Slashing Event in Kusama - Post Mortem

Summary

115 validators of different staking providers received "unapplied slash" during the era 2249 in Kusama due to not sending "I'm online" signal. 45 out of 115 validators are P2P validators where a possible slash would be around 0.6% of active stake.

Unapplied status means that it can be reverted through governance action, which is exactly what happened in that case.

Customer Impact

All slashings have been reverted and no customer funds are impacted thanks to councils who supported the request and voted for the motion 295 to cancel the slashing.

What Happened

Almost all of the active P2P Validator nodes were running 0.9.0 version. Monitoring showed perfect performance although sometimes we detected CPU spikes during the election.

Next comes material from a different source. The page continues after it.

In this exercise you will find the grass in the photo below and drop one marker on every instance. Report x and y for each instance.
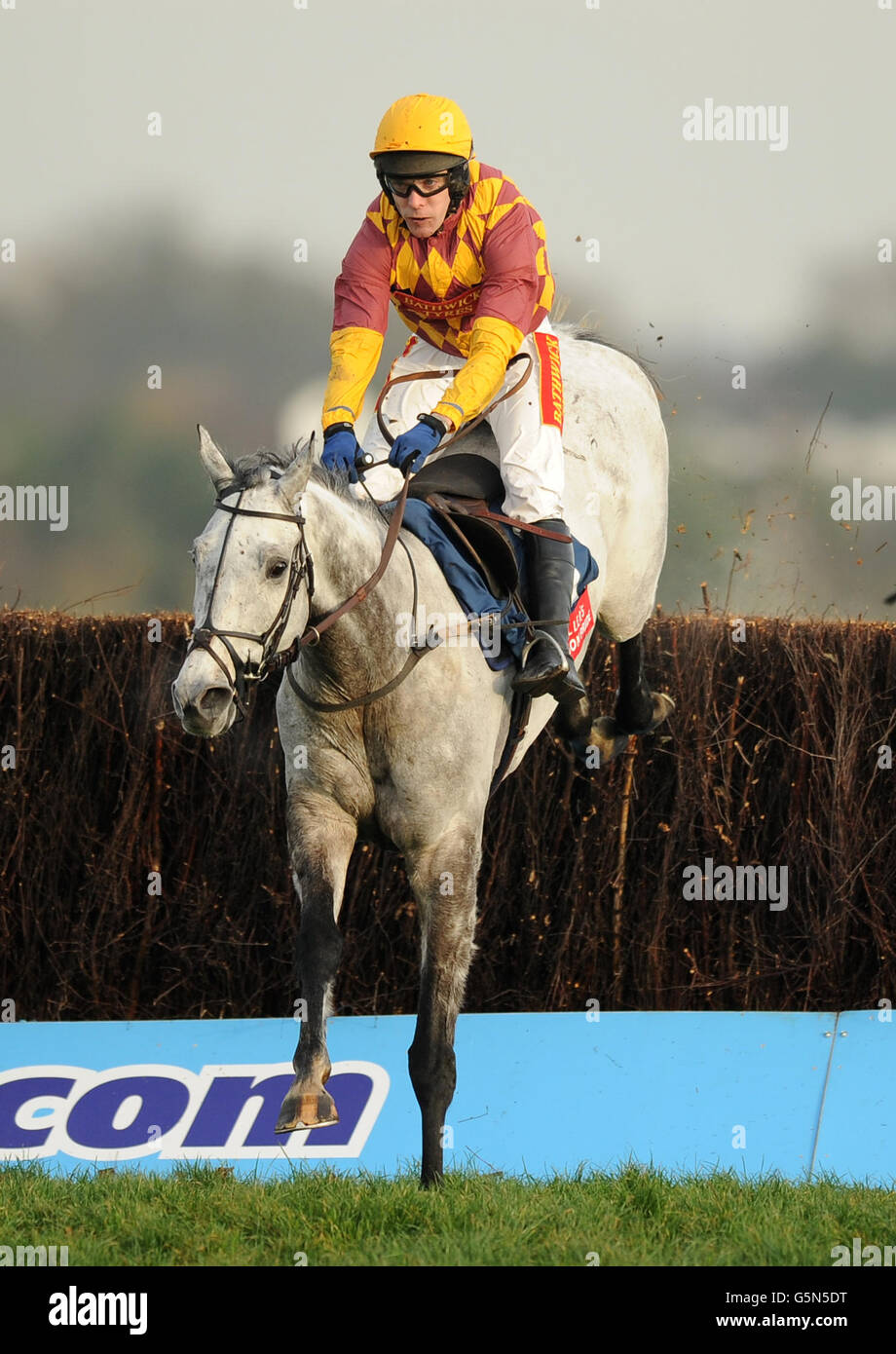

On May 13, there was a release note issued for the 0.9.1 version. The release had “Low (upgrade at your convenience)” upgrade priority. P2P started to roll out this version gradually because this is our SoP for low priority upgrades.

On May 14, we got a notification via Kusama Validator Lounge chat which said: “Just a heads up that the 9010 runtime upgrade will happen in ~55 minutes at block 7,468,792. If your node is not on at least version v0.9.0, it will not be able to sync after that”

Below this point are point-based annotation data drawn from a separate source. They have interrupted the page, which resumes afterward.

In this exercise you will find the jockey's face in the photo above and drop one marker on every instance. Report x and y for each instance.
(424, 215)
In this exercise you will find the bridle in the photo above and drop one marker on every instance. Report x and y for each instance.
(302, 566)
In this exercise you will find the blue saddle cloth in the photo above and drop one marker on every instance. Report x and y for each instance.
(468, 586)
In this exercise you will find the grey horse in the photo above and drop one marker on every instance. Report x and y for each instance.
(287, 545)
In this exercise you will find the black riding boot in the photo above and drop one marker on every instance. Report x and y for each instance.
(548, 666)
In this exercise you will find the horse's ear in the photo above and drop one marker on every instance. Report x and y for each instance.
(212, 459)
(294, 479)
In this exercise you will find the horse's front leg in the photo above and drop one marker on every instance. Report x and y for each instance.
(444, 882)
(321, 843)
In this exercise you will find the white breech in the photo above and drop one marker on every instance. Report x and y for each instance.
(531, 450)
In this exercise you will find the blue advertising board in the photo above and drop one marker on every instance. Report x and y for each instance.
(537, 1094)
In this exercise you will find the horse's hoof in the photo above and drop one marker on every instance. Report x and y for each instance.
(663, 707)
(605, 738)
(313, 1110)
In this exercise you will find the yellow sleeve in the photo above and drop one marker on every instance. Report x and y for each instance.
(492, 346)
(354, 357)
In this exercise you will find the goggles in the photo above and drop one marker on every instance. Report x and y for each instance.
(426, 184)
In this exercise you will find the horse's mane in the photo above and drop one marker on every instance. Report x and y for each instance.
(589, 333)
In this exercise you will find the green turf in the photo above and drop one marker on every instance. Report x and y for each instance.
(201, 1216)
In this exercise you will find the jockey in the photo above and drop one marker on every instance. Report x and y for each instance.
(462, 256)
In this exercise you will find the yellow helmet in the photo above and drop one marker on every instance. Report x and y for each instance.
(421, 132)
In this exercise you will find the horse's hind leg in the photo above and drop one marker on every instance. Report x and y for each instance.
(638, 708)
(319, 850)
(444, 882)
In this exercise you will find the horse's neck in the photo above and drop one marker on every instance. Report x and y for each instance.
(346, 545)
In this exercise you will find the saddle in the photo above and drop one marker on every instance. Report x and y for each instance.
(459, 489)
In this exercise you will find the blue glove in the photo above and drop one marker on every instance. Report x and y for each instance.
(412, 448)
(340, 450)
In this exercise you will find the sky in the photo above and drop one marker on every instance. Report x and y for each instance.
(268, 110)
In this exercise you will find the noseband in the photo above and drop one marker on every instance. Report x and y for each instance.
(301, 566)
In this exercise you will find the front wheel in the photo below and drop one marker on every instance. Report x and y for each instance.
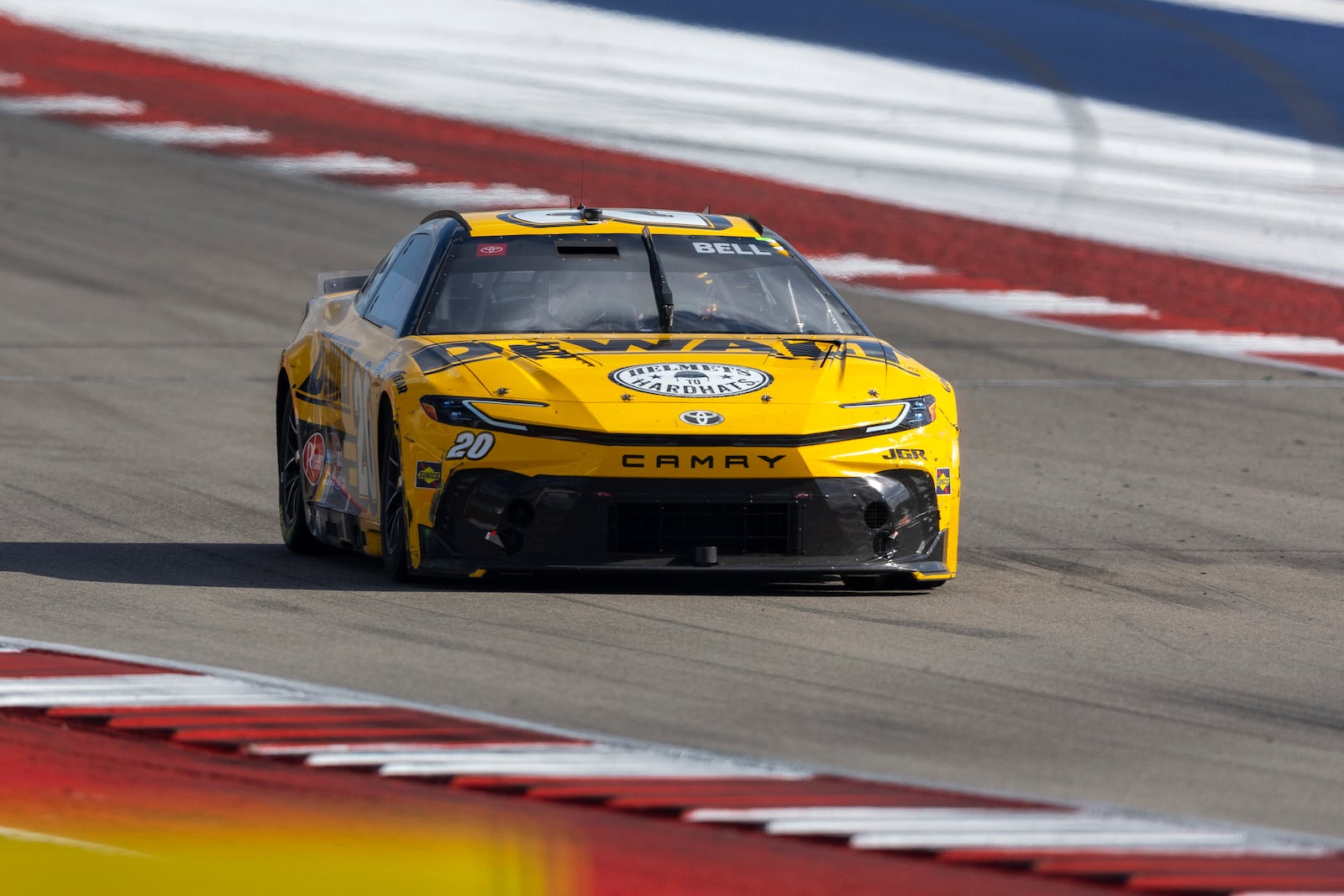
(393, 515)
(293, 520)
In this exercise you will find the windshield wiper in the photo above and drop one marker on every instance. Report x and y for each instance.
(660, 282)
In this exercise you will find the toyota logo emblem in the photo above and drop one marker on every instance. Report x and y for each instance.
(702, 418)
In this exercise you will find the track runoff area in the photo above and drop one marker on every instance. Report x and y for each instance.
(927, 257)
(167, 752)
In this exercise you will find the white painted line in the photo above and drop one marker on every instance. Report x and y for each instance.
(1330, 13)
(181, 134)
(1019, 302)
(71, 103)
(580, 761)
(844, 813)
(978, 822)
(1247, 343)
(1155, 840)
(381, 754)
(855, 265)
(591, 768)
(34, 837)
(140, 691)
(464, 196)
(333, 164)
(389, 747)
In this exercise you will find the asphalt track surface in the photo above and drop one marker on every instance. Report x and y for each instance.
(1148, 610)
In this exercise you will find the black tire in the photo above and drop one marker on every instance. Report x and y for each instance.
(391, 496)
(293, 520)
(889, 582)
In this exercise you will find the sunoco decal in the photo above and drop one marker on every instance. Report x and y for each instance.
(428, 474)
(692, 379)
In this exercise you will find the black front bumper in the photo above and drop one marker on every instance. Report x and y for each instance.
(497, 520)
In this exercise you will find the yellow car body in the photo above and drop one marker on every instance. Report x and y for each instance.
(667, 432)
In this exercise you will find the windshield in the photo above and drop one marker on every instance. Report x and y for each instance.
(601, 284)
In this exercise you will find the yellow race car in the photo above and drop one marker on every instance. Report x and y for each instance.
(589, 389)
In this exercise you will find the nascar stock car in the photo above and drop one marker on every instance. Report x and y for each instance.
(591, 389)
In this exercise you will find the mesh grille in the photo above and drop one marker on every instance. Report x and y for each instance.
(679, 528)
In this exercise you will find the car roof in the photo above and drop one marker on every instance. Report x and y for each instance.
(605, 221)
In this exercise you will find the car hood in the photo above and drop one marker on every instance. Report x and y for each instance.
(649, 383)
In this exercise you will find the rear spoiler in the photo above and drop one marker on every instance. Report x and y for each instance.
(342, 281)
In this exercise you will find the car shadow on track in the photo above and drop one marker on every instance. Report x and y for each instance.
(270, 566)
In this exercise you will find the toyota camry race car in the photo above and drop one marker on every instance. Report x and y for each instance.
(591, 389)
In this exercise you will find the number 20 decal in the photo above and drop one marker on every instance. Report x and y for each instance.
(472, 446)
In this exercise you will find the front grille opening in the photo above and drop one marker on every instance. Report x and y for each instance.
(675, 530)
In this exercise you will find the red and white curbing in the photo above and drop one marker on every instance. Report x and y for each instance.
(1129, 322)
(272, 720)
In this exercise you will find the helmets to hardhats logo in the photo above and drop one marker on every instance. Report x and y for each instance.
(691, 379)
(315, 457)
(701, 418)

After the runtime 9010 had been applied, part of our monitoring services based on @polkadot-js/api stopped working due to it being an older version than required with the fresh runtime upgrade. We had an alert which would  have been triggered if all CPU cores had 95%+ load at once, but as only one core had been overloaded, it didn't fire. Therefore, we didn’t figure out that a  number of our nodes would get slashed. It took about 40 mins to understand what exactly had happened.

See diagrams:

CPU time of node under v0.9.0 that experienced CPU load during the election.

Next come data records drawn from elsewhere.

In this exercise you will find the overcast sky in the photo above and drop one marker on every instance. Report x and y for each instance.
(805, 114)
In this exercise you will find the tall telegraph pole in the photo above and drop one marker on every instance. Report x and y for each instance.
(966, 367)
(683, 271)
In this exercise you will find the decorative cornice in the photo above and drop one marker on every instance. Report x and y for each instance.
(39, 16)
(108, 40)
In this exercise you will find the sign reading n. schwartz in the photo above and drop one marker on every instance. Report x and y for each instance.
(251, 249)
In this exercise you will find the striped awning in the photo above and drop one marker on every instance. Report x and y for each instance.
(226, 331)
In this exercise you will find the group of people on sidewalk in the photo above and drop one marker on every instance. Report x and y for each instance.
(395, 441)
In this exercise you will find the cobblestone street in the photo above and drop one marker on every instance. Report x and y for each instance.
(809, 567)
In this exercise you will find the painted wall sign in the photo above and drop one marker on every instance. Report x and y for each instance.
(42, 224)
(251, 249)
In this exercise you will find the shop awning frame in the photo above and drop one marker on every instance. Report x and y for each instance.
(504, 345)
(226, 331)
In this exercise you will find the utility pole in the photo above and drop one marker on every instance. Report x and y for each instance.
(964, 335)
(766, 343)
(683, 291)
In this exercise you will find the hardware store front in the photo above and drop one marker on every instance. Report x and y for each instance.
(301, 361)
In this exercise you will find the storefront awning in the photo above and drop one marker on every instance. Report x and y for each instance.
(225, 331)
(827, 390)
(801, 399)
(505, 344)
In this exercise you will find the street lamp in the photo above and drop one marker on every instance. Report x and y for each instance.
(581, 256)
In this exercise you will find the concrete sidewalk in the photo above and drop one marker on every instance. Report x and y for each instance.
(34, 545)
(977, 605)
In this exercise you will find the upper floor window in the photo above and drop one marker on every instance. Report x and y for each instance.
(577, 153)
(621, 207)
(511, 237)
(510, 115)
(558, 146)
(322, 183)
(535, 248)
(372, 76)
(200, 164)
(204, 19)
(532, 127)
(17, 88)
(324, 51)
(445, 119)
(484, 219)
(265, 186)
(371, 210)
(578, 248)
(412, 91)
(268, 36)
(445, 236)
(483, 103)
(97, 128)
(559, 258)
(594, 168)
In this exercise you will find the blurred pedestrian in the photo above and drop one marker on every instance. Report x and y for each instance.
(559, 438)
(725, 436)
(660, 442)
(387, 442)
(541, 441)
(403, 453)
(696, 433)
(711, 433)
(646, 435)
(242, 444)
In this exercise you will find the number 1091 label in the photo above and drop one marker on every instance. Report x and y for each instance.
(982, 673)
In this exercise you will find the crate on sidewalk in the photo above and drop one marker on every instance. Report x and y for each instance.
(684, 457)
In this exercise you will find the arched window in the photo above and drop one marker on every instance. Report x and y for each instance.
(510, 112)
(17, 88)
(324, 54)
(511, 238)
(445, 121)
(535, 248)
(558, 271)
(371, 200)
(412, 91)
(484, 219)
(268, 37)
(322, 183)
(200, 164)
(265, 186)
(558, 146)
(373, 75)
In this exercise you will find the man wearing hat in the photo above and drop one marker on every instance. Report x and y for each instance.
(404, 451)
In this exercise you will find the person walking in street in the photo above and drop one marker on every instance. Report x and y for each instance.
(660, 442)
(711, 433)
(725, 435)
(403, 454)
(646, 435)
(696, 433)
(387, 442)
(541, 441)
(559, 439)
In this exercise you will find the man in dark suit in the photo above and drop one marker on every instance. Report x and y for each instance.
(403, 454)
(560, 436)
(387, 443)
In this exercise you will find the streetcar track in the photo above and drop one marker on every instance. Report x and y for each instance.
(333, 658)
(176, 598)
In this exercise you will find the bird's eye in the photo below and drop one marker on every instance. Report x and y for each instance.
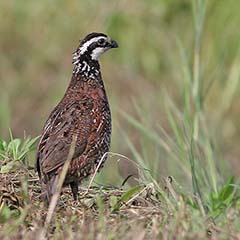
(101, 41)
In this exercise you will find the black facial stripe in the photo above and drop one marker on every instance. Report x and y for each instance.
(92, 35)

CPU time of node under v0.9.1 - no spikes

Logs records nodes running on v0.9.0

Looking at logs it becomes clear that after the runtime upgrade, nodes were experiencing some issues with performance. We caught 61780 events, which is a huge number and very unusual.


During CPU spikes, our validators were not able to send "heartbeat" events. Therefore all 115 validators got slashed due to the concurrent unresponsiveness of a bunch of validators, see offence Level 2.

In order to avoid further slashing, P2P team undertook the necessary steps as follows:

May 14, 21:30:00

  • Fix monitoring service

May 15, 00:30:00

  • Validation is recovered on all P2P validators

May 15, 00:40:00

  • Investigation in collaboration with other nodes operators and the Kusama dev team occurred.

May 15, 05:00:00

  • All Kusama nodes have upgraded to v0.9.1 that solved CPU spikes issue

May 15, 19:00:00

  • Set “--wasm-execution Compiled” flag for all Kusama nodes

----

Slashing was reverted by one of council member Raul Romanutti who proposed cancellation of slash submitting the motion 295 and no user funds were affected.

----

Lessons Learnt

  • We should have  more resilient monitoring for our nodes and infrastructure
  • Follow polkadot-js releases to upgrade libraries on time
  • Look closely at network status during runtime upgrades

What’s Next

  • We are going to work on new infrastructure and improvements for monitoring services that will help us to avoid such cases.